15. Certified Copy of this order may be issued, if applied for, upon compliance of all requisite formalities.
16. CP(IB)/1237(KB)2018 is also disposed of accordingly.
17. File be consigned to records.
3. Further, the Corrigendum reads as under:
“1. This matter is not on Board today. It is taken on Board upon being mentioned by the Ld.
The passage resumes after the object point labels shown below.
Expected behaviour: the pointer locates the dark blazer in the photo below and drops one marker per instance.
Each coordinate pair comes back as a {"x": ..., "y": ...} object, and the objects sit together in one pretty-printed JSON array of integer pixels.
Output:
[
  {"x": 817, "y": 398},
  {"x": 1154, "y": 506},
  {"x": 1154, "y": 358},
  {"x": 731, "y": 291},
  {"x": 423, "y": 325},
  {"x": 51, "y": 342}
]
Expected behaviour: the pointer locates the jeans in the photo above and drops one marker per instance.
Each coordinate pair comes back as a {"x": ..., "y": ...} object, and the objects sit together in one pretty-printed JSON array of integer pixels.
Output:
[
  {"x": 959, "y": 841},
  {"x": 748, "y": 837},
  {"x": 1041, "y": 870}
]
Authorised Representative for Liquidator.
2. In the order dated 07.01.2025 in page 4, para-11, the words written as “In view of the above, it is seen that all the compliances as required under law in this regard have been made and there is no impediment in dissolving the corporate debtor. We order accordingly” shall be read as “In view of the above, it is seen that, since the corporate debtor is sold as a going concern, the liquidation process may be closed.”
3. The rest of the order shall remain unchanged.”
4. In view of the above, we do not find any reason to consider this Special Leave Petition on merits.
5. Hence, taking note of the above orders, the Special Leave Petition stands disposed of.
6. Pending application(s), if any, shall stand disposed of.